# Are Corydorus suitable for a planted tank?



## Marc1t (5 Jun 2015)

Daft question I know but recently read a thread about Clown Loach being unsuitable due to there destructive 
nature wondered if the same applies it's the cory's.
At the moment I have about 20 cardinals & im looking for some bottom feeders to hoover up the food left on the bottom of my tank.
Will they dig up my plants & stir up the aqua soil?


----------



## alanchown (5 Jun 2015)

I have no problems with my Corydoras and Aquasoil. My Dwarf Hairgrass seems to have taken a bit of a hit, but suspect that's my Ancistrus that is ploughing that up.


----------



## AndyOx (5 Jun 2015)

Hi there, I've got about 15 cory's in my planted tank. The only issue I find is if the cats start spawning just after planting something..,, then all that charging around can leave you replanting but other than that no issues.
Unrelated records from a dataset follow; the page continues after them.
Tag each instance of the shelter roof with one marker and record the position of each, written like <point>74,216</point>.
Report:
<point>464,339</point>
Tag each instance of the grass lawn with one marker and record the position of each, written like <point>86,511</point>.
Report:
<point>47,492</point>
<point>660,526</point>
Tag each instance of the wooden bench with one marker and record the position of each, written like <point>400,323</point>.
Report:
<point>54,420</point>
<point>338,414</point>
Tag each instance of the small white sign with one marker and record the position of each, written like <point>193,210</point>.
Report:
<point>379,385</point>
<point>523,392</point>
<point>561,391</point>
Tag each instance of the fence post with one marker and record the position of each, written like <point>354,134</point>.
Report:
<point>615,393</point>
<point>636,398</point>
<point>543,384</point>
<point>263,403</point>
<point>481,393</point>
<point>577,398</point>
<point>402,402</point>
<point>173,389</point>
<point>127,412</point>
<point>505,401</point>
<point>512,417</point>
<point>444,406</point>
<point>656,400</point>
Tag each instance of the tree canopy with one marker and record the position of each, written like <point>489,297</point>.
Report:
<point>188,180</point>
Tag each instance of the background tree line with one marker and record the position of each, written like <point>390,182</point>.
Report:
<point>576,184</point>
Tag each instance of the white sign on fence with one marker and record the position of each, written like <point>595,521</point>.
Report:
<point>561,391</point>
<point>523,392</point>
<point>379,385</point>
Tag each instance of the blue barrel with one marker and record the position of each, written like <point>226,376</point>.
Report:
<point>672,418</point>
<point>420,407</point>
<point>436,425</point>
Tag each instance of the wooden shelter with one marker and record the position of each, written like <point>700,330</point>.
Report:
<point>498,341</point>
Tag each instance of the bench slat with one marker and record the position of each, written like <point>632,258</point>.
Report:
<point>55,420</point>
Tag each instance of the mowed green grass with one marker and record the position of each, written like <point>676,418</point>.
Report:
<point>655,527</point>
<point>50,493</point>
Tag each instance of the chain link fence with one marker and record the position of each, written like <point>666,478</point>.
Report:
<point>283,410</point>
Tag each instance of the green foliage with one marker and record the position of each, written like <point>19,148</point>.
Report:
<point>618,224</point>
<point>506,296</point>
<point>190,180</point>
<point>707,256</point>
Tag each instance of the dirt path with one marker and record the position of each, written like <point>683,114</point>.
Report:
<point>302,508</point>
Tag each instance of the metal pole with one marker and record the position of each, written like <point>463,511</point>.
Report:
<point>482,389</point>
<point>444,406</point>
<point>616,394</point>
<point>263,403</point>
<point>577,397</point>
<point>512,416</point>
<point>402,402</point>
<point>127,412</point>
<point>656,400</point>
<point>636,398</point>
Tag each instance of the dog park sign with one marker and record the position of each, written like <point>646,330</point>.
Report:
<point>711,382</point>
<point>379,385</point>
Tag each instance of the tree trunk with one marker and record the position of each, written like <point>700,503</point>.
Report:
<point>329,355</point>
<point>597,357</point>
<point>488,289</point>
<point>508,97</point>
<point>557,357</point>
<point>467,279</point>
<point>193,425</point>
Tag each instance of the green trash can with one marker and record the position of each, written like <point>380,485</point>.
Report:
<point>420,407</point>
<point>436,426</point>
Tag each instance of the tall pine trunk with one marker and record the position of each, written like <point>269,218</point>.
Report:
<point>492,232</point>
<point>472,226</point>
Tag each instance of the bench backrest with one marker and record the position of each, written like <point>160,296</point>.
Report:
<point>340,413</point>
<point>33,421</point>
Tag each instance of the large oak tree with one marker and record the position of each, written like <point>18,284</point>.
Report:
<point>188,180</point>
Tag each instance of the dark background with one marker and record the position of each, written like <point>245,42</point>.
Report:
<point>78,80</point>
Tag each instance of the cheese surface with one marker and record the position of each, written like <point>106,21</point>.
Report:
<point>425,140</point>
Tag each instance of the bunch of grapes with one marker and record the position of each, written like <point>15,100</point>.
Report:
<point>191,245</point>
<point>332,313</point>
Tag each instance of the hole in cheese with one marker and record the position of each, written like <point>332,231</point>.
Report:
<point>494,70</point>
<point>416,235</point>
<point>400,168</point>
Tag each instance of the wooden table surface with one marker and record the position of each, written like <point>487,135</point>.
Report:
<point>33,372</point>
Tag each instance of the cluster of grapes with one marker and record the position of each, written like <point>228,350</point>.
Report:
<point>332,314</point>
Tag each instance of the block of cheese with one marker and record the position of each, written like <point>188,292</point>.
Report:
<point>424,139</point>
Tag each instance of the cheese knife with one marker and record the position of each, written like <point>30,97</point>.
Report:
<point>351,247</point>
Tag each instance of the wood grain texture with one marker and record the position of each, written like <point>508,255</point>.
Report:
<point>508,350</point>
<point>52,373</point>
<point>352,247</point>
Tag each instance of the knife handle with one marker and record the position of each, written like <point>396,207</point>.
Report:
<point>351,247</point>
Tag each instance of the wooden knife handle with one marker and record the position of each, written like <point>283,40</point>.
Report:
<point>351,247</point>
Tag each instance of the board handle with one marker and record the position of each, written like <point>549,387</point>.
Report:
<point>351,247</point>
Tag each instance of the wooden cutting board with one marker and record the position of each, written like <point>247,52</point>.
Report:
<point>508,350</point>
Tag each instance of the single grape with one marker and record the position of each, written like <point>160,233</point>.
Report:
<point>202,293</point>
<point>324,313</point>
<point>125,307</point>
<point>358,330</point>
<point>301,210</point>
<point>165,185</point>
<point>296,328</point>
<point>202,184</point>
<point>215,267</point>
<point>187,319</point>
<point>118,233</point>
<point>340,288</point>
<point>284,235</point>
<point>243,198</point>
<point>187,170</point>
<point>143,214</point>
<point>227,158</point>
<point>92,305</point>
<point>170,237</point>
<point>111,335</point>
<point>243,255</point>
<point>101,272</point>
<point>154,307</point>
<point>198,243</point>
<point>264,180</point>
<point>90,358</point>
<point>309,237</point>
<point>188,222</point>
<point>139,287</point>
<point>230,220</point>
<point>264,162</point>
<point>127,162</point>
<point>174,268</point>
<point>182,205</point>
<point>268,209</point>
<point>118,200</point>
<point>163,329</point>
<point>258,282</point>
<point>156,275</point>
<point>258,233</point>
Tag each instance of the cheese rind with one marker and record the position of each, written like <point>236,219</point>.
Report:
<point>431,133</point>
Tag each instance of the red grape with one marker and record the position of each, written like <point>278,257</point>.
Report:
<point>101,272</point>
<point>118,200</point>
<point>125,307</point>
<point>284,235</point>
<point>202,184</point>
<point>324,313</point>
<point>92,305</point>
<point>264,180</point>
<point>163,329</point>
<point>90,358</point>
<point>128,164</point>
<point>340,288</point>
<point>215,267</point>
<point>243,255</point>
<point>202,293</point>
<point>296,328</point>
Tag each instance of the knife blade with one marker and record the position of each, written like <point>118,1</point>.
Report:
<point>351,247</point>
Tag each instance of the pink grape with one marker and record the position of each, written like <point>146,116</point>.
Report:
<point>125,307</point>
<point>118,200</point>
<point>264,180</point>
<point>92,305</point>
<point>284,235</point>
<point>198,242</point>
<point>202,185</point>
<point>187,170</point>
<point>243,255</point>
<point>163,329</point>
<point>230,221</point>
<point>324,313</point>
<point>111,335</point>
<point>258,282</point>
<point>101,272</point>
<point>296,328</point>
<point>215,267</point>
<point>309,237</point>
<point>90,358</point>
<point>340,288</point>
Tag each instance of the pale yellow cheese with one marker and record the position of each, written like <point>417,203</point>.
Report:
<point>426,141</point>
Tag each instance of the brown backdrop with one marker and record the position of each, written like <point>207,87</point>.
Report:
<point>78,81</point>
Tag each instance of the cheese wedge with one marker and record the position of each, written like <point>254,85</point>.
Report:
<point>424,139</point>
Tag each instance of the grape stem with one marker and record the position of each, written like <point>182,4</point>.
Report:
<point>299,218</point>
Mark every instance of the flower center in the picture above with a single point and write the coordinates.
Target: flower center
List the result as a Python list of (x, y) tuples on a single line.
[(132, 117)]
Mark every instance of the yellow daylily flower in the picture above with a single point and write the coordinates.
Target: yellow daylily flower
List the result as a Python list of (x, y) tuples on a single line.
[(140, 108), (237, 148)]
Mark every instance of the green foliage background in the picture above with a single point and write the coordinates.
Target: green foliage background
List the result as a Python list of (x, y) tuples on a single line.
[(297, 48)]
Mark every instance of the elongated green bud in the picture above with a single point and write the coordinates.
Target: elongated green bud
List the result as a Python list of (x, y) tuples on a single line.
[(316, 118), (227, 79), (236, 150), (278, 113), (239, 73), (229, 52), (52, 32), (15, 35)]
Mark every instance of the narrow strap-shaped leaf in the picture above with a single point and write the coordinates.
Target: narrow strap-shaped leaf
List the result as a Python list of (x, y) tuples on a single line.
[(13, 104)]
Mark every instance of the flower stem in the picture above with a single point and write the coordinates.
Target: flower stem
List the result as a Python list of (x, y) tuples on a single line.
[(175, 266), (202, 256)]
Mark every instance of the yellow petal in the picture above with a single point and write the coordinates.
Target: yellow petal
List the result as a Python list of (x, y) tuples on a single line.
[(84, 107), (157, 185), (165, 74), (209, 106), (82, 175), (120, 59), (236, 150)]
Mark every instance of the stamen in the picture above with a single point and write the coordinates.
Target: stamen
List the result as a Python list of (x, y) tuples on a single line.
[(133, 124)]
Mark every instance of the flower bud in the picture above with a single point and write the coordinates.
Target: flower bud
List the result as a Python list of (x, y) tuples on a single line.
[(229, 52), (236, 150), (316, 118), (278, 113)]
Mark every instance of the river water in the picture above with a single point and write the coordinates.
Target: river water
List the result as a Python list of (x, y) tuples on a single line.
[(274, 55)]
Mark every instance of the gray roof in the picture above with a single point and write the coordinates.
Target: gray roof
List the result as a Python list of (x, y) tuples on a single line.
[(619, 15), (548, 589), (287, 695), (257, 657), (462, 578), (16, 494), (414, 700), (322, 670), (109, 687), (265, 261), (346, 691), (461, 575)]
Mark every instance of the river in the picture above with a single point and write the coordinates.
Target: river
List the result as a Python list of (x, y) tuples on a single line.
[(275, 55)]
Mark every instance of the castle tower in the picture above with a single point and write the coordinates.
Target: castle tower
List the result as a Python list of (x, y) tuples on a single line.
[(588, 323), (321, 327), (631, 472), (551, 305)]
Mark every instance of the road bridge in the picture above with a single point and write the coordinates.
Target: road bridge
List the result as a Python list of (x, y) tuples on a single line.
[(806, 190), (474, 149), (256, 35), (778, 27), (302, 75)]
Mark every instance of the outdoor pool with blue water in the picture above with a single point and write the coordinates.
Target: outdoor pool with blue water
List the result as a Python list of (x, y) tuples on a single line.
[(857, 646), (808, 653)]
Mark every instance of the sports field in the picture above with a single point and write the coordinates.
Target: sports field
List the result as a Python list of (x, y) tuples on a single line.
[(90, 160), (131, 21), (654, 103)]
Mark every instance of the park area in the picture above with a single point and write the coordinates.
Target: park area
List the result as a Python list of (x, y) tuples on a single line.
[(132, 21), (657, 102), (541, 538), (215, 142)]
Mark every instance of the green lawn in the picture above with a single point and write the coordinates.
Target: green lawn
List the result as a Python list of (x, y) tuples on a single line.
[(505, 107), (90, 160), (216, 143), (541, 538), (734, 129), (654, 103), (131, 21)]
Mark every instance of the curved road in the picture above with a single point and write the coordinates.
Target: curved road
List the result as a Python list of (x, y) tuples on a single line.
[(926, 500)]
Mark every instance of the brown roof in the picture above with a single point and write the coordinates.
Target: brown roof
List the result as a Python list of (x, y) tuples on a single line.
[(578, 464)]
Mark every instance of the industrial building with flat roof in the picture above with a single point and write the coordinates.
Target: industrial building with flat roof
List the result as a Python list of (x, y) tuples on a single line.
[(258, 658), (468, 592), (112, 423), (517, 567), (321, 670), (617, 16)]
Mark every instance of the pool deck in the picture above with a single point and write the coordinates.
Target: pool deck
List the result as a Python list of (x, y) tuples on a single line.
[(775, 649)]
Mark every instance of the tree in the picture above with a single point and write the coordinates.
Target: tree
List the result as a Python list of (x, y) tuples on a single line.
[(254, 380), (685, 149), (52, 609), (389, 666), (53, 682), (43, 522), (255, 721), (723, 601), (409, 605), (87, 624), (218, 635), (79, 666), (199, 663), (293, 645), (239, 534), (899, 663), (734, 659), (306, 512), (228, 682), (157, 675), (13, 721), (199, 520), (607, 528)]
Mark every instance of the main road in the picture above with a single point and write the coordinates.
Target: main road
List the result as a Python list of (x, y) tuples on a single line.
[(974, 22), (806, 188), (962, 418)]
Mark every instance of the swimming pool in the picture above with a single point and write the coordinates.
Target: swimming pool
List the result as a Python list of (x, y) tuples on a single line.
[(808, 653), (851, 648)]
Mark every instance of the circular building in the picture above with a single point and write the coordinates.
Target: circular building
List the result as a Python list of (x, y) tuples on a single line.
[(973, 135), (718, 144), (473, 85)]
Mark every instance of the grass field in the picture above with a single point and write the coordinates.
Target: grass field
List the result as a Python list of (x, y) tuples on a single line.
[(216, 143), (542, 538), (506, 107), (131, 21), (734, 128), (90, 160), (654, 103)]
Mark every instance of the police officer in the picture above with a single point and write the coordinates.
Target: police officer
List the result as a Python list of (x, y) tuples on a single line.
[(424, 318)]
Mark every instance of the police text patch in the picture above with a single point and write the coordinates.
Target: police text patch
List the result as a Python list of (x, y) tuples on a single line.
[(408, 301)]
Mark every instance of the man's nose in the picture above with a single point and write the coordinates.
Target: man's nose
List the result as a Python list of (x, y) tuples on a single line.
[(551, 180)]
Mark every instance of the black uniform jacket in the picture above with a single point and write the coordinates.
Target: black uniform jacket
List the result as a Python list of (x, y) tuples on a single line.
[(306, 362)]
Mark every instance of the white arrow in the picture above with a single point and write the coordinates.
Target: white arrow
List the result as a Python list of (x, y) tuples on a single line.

Despite watching my cory's plant their face in the sand right up to their eyes!! 


Sent from my iPhone using Tapatalk


----------



## zozo (5 Jun 2015)

Botia's if they aren't piled up with to many in a to small tank they are pretty good to keep and not realy that distructive in nature at all. Their typical natural character if they have room to avoid eachother is no problem.. The agresive or distructive behaivor is moslty frustrated behaivor to impose the oppenent and trying set boundaries. Of course they can get quite large and are strong fish which because of that can be unsuitable for a delicate scape in a small tank with a thick layer of light weight powder type soil. IMHO any tank under 250 litre isn't suitable for any Botias and will eventualy also become to small for clown botia if you manage to keep 'm alive for years. 

Fish if you believe it or not have personality as well, they are school fish but live in small packs in our aquariums (we tend to call it a small school, but it's far from a school compaired to their natural gathering numbers). Some species have it or show it more then others and some individuals can be Alfa other Beta in character and form a hierarchy. It's a matter of chance having a pack of botias in your tank where there never is a fight or frustration going on.

Cory's are so sweet and tame in character, they rather get sick and die of stress than act agressive and distructive.


----------



## HarrietHippo (10 Jun 2015)

Cories are fantastic for a planted tank and a delight to watch. I have a dozen or so and are the most amusing fish to watch as they snuffle about together. I wouldn't call them destructive; they don't do any damage to plants, but they can uproot freshly planted stem plants (i.e. no roots) if you have loose soil for the first couple of days.  I usually just replant the few affected stems the next day and its fine. Well worth the price of admission in my view.


----------



## xim (10 Jun 2015)

Shrimps are far more effective to clean everywhere in a tank: substrate, plants, hardscape, etc.
Cories are lovely. Although if I could go back, I wouldn't have them. They need large amount of
food, add more waste than being a cleaner.


----------